Monday 25 June 2018

Odd In Bodmin

The Bodmin and Wadebridge Railway was a real "oddity" in the long history of transport in the West Country.
The Bodmin and Wadebridge Railway was a railway line opened in 1834 in Cornwall.It linked the town of Bodmin with the harbour at Wadebridge and also quarries at Wenfordbridge.
Its intended traffic was minerals to the port at Wadebridge and sea sand, used to improve agricultural land, inwards. Passengers were also carried between Bodmin and Wadebride.
There was also a goods branch to Ruthern Bridge.
It was the first steam-powered railway line in the county and predated the main line to London by 25 years.

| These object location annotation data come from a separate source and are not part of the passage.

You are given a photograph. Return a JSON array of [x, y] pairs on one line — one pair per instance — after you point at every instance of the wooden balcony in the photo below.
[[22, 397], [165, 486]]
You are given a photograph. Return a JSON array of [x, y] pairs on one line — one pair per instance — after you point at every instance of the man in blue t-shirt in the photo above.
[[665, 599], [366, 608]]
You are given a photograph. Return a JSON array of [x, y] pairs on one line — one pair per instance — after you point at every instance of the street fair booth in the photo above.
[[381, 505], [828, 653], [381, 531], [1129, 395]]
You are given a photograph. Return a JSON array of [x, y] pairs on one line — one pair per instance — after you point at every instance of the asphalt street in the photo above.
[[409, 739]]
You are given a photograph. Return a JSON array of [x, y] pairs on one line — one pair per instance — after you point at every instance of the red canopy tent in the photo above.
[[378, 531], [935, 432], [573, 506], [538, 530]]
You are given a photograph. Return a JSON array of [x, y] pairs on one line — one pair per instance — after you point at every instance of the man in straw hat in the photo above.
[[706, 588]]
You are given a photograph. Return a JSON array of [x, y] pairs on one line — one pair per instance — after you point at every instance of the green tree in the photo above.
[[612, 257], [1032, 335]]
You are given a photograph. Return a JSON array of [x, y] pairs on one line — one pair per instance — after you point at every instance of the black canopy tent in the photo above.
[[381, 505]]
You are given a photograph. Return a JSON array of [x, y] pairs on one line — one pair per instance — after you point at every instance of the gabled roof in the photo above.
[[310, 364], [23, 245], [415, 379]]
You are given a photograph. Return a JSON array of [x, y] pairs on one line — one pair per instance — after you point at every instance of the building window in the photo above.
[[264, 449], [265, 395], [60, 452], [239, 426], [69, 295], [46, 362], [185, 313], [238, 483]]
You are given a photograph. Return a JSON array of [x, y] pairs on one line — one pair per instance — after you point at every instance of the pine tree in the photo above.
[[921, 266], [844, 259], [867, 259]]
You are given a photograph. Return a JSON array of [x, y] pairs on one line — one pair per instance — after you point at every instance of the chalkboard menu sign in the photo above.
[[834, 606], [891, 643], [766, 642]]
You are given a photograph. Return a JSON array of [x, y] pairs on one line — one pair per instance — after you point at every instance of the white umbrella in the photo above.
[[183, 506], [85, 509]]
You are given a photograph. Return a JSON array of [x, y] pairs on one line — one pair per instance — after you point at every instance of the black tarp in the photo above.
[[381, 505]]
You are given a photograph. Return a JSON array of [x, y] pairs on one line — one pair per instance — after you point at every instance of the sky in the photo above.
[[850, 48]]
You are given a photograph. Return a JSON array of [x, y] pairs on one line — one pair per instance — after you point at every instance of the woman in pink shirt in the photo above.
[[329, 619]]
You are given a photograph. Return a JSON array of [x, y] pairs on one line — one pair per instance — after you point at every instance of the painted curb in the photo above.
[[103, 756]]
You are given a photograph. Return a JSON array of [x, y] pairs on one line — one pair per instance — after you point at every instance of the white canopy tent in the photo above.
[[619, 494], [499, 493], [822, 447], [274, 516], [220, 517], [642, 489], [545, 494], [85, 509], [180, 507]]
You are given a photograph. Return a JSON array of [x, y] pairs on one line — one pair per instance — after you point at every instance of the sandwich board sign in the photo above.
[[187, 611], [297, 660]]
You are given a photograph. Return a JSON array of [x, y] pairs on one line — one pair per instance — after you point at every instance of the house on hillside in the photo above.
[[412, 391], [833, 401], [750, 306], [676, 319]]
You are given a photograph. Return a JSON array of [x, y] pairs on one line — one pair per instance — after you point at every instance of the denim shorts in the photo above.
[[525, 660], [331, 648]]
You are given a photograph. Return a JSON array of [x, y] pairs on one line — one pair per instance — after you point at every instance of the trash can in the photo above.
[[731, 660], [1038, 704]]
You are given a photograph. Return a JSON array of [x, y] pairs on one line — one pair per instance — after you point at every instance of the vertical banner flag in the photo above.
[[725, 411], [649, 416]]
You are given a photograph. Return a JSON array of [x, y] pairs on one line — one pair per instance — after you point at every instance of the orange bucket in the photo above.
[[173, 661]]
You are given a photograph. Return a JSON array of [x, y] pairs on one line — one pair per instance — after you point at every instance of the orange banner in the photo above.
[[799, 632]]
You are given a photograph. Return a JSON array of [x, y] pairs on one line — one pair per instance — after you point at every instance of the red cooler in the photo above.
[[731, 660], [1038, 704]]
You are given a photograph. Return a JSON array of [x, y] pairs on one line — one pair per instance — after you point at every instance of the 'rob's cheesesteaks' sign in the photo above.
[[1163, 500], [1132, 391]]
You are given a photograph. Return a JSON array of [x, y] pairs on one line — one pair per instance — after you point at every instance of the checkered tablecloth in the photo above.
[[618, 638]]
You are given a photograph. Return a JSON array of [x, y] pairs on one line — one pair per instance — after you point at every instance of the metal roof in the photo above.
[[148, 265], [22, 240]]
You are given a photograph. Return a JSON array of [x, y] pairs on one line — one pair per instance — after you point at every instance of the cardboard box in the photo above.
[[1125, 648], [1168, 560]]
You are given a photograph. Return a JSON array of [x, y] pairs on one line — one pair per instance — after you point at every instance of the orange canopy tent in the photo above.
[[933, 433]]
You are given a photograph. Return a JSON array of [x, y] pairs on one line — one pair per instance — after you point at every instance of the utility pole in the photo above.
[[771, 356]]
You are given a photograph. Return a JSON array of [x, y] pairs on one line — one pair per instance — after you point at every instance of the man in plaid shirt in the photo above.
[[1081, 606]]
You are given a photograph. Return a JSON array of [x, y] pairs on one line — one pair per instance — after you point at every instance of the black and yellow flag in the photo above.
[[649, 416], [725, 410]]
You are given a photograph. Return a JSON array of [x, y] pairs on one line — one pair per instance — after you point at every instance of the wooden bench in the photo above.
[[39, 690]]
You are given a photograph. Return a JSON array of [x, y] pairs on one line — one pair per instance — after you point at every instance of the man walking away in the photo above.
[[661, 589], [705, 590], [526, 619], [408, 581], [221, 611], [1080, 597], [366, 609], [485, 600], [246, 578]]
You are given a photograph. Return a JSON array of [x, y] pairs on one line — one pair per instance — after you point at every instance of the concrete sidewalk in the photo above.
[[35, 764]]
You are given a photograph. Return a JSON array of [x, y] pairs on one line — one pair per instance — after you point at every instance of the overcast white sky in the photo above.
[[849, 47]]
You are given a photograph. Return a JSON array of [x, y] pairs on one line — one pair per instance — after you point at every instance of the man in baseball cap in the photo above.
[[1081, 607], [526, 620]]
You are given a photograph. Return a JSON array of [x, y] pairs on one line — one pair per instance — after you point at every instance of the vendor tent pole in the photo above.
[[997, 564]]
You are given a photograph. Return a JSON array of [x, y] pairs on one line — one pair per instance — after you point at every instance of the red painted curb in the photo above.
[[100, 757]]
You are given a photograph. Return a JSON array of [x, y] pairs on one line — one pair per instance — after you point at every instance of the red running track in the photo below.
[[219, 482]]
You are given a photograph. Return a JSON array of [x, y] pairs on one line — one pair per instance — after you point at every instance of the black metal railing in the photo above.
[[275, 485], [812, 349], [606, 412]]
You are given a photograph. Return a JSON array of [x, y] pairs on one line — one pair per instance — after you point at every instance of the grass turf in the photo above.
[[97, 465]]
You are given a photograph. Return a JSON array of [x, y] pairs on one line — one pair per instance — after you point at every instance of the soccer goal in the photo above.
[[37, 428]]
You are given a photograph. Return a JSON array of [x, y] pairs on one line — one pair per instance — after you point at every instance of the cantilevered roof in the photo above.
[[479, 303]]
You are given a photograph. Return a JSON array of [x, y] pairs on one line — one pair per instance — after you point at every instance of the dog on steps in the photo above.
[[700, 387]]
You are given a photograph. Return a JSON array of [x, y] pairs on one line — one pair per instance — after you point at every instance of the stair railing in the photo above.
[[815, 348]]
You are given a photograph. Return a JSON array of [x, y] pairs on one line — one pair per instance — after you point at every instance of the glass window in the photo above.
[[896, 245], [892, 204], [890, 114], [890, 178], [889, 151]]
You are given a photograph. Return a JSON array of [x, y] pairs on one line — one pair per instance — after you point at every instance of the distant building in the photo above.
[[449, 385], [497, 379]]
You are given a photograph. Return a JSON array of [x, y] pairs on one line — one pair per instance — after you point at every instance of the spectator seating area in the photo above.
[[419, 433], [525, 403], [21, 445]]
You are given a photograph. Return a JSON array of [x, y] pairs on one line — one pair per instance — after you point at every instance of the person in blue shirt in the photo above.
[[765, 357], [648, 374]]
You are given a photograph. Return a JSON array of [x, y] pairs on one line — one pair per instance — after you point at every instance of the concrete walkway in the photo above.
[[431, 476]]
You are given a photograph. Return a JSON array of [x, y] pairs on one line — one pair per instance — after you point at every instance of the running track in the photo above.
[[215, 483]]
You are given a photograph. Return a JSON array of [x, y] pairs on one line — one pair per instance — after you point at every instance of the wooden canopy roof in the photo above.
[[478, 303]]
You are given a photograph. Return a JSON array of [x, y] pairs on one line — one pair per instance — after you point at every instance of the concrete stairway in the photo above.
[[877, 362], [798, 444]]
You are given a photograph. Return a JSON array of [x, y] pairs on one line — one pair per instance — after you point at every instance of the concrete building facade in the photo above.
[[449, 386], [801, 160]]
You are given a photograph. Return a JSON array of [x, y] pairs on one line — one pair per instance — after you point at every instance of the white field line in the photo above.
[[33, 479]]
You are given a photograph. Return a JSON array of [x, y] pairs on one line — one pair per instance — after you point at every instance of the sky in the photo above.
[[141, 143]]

It was always desperately short of money, both for initial construction and for actual operation.
In 1847 it was purchased by the London and South Western Railway (LSWR), when that company hoped to gain early access to Cornwall for its network, but in fact those intentions were much delayed, and the little line was long isolated.

The Great Western arrived at Bodmin 43 years later with a branch from Bodmin Road (now named Bodmin Parkway), followed quickly by a link to the original line. It is this link, to Boscarne Junction, that forms the "secondary branch" of the Heritage Bodmin and Wenford Railway.

Finally, in 1895, The LSWR managed to join up with its isolated line when their North Cornwall railway made it to Wadebridge. (click on the map below to enlarge it)
Ever anxious to promote their extensive network, note that the LSWR includes the branches to Wenfordbridge and Ruthern Bridge on theit maps displayed in their coaches, although neither of these lines ever had a passenger service.

But all this history did leave Bodmin with two stations. The LSWR terminus (Bodmin North) ...
... has gone completely. But Bodmin's stations thus had a real hotch-potch of little used services.
The "link" line (GWR on old map above) joined the LSWR line at Boscarne Junction ...
... but there was originally no station.
The platforms here were completed in May 1964, passengers from Bodmin North using a shuttle service operated by an AC railbus travel as far as Boscarne; onward travel was by using the Bodmin General to Padstow services. Alongside the line to Bodmin North it had a small patch of clear ground, sometimes described as a Ground- or Rail-Level platform, to allow the railbus to lower the ladder fitted below the passenger door ...
... while there was one small platform at a more normal height on the line to Bodmin Genera. There was no shelter, no public access, no tickets, and initially no lighting.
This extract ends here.